Revenge is a festering, ever-growing cancer and trauma is the same. He knows this. He knows it well but the Lost Incident kids aren't his concern anymore, if they ever were. As long as this chapter closes, as long as Playmaker and Soulburner and the knights of Hanoi don't appear in Link VRAINs again, as long as someone doesn't get it into their head to try and replace humanity again…
He sighs, and shuts down his computer. He got what he wanted from the memory data but the code itself just goes on and on, like there's no end. The old, the new –
He freezes, then hurriedly reboots his computer. How could he have looked over that? How could he have been so blind? The time of the duel, the time of Ai's defeat, was yesterday night. That girl from SOL Technologies found the deactivated SOLtis not long after. Playmaker had been there, reeling from his victory.
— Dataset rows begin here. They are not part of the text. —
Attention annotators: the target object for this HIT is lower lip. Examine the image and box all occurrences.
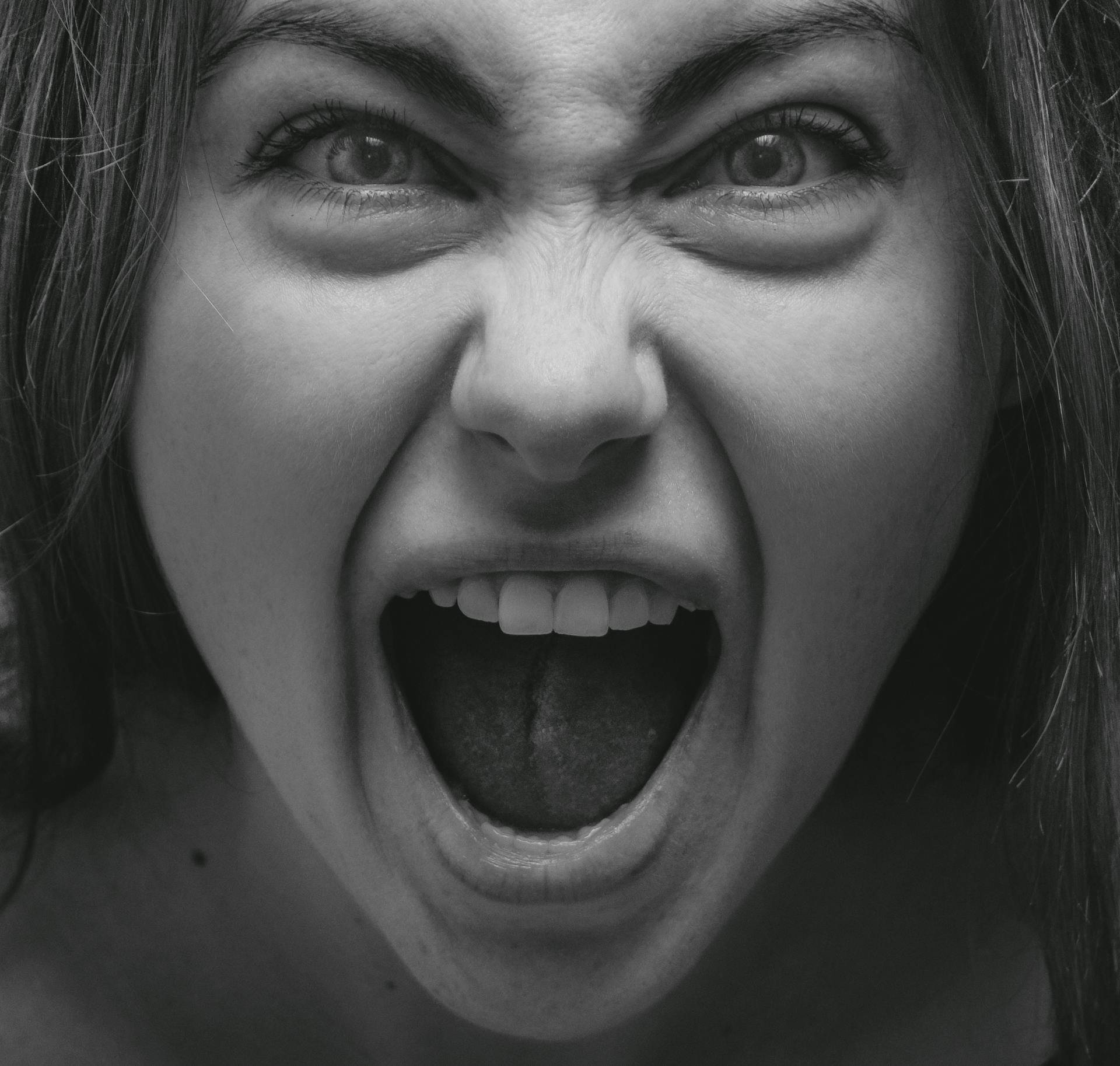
[385,664,718,905]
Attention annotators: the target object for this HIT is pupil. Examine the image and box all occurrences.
[747,139,784,178]
[355,137,393,180]
[727,133,805,185]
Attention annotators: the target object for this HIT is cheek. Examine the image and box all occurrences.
[663,249,993,793]
[131,254,456,779]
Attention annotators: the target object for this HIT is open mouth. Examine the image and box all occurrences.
[382,572,719,833]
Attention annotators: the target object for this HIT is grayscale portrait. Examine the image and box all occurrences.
[0,0,1120,1066]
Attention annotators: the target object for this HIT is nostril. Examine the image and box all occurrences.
[478,430,516,451]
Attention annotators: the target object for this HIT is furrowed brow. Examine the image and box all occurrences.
[202,2,502,127]
[643,0,922,122]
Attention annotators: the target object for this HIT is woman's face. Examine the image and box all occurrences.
[131,0,998,1037]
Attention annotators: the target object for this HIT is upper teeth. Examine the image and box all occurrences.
[429,572,694,637]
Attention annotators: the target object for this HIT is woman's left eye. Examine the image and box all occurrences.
[288,125,443,186]
[673,117,873,191]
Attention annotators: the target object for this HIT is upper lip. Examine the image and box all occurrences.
[375,532,729,610]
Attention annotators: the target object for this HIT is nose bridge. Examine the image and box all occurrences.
[453,229,666,480]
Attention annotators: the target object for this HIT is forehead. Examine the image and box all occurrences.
[216,0,914,120]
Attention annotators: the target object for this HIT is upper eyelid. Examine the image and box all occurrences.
[239,101,430,178]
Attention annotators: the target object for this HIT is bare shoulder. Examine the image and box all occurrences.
[0,833,163,1066]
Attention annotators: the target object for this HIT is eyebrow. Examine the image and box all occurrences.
[643,0,922,123]
[200,2,502,125]
[201,0,922,127]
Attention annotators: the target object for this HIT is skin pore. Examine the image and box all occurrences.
[4,0,1048,1066]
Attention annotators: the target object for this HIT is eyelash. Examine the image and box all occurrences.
[240,100,897,202]
[240,100,439,180]
[662,104,897,200]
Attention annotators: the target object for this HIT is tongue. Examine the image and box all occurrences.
[386,595,711,832]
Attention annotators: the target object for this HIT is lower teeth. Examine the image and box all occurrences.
[383,596,715,833]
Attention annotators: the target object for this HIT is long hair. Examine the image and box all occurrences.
[0,0,1120,1064]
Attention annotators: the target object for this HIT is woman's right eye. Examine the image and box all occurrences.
[286,124,446,187]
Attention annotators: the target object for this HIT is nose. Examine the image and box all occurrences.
[452,238,667,483]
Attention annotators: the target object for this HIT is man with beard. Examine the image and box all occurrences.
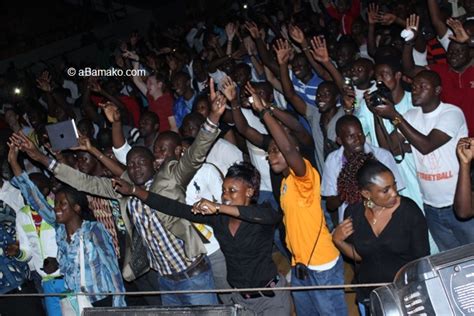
[12,91,225,306]
[171,72,197,128]
[321,115,404,222]
[403,9,474,136]
[373,70,474,251]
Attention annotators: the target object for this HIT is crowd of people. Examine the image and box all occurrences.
[0,0,474,316]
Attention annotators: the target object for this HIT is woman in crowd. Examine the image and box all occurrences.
[333,153,430,312]
[115,162,290,316]
[10,138,126,307]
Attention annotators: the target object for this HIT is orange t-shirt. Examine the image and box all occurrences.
[280,159,339,266]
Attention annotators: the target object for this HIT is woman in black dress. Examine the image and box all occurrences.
[115,162,291,316]
[333,153,430,314]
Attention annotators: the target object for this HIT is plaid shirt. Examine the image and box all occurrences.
[128,179,192,275]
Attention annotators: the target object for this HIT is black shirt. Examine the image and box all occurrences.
[144,192,282,288]
[344,196,430,302]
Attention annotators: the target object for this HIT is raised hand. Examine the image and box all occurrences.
[446,18,469,43]
[225,22,237,41]
[367,3,380,24]
[222,77,237,101]
[7,142,19,164]
[87,77,102,93]
[36,70,52,92]
[122,50,140,61]
[379,13,397,25]
[245,82,268,113]
[10,132,43,160]
[209,93,226,125]
[191,199,219,215]
[310,36,330,63]
[112,178,135,195]
[332,217,354,242]
[289,24,305,45]
[273,39,292,65]
[71,135,92,152]
[244,21,260,39]
[99,102,121,123]
[456,137,474,165]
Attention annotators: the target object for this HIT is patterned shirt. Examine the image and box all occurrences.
[0,200,29,294]
[11,173,126,307]
[128,179,192,275]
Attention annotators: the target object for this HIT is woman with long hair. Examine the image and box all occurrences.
[333,153,430,314]
[13,174,126,307]
[115,162,290,316]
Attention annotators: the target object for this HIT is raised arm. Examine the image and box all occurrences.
[247,82,306,177]
[245,21,278,75]
[222,77,263,147]
[427,0,448,38]
[310,36,344,93]
[274,40,307,115]
[123,51,148,95]
[373,105,451,155]
[454,137,474,219]
[289,25,331,80]
[402,14,425,78]
[71,136,125,177]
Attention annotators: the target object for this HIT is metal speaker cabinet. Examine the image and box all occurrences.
[370,244,474,316]
[83,305,244,316]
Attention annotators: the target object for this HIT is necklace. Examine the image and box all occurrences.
[372,207,385,225]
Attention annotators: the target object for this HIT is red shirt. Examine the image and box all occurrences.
[429,64,474,137]
[146,93,174,133]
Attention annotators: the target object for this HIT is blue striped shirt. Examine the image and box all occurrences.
[11,173,126,307]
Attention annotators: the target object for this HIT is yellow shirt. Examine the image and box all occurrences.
[280,159,339,266]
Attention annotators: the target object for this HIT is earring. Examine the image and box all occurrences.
[364,198,375,208]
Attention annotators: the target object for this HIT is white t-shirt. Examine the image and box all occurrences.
[242,109,272,192]
[404,102,467,207]
[186,162,223,256]
[206,138,244,175]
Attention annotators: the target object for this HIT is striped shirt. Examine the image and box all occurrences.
[290,71,322,106]
[128,179,193,275]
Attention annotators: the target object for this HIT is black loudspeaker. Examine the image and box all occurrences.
[83,305,244,316]
[370,244,474,316]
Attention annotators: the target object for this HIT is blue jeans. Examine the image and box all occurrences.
[291,257,347,316]
[43,279,66,316]
[158,256,218,306]
[423,204,474,251]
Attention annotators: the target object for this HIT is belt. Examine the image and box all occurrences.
[163,255,210,281]
[239,276,280,300]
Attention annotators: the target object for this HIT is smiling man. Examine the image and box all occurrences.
[321,115,405,222]
[374,70,474,251]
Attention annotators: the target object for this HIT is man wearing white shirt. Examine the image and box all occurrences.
[374,70,474,251]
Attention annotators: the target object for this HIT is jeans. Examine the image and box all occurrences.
[291,257,347,316]
[158,256,218,306]
[423,204,474,251]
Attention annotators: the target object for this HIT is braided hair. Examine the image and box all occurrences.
[337,152,392,204]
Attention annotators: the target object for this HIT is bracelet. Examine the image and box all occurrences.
[259,109,272,120]
[392,115,403,126]
[206,117,219,128]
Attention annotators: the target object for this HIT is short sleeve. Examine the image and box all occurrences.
[290,159,320,203]
[433,106,467,137]
[321,154,339,196]
[437,28,453,51]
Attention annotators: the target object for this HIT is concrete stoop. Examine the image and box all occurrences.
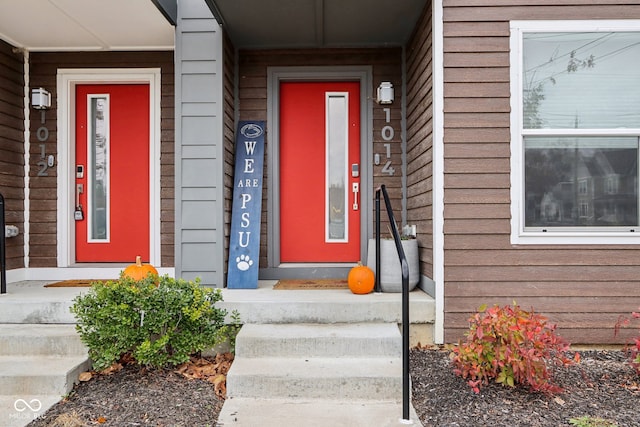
[218,323,421,427]
[0,324,90,427]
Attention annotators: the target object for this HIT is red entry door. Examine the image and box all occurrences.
[280,82,361,263]
[75,84,150,262]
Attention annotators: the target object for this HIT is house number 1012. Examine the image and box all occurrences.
[36,111,55,176]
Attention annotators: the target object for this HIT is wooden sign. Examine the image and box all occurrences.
[227,121,264,289]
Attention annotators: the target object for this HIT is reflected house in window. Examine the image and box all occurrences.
[527,149,638,226]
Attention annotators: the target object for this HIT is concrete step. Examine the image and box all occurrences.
[0,394,61,427]
[227,357,402,400]
[220,281,435,324]
[218,398,422,427]
[236,323,402,358]
[0,324,87,357]
[0,356,90,396]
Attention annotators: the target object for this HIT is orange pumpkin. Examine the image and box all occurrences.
[347,262,375,294]
[122,255,158,284]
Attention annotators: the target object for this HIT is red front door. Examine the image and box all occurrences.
[279,82,360,263]
[75,84,150,262]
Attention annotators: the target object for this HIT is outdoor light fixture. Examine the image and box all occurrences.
[31,87,51,110]
[376,82,393,104]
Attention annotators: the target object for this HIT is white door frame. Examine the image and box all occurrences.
[57,68,161,267]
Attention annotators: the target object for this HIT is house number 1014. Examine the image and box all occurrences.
[375,107,396,176]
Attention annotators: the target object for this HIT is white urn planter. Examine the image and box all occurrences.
[367,239,420,292]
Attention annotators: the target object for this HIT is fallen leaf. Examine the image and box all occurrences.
[100,363,122,375]
[78,372,93,382]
Likely, Playmaker had dashed off as soon as he heard or saw her approach. Likely, she'd gotten such a poor glimpse of his shadow that she wasn't sure if he'd been there at all.
But the Ignis, if he deleted himself at the conclusion of their duel, shouldn't have any data beyond that. Shouldn't have seen Hayami staring down at him. Shouldn't have any changes to the code…
And he won't know that until he compares it to the copy he took earlier in the day.
He does, when the computer finally reboots. It's subtle, but there are changes.
The code is changing, slowly but surely.
Is it like a snake's tail still flopping around after it's been severed from it's body? Or are the Ignis immortal?
He's picked up his phone without realising it. He drops it again; it clatters, noisily, in the empty apartment.
Not now. Now yet. He's jumping to conclusions.
But now the idea that it might not be over yet won't leave him alone.
He makes himself a new pot of coffee and starts checking over all the other data. He won't be sleeping anyway. Not until he knows, one way or another.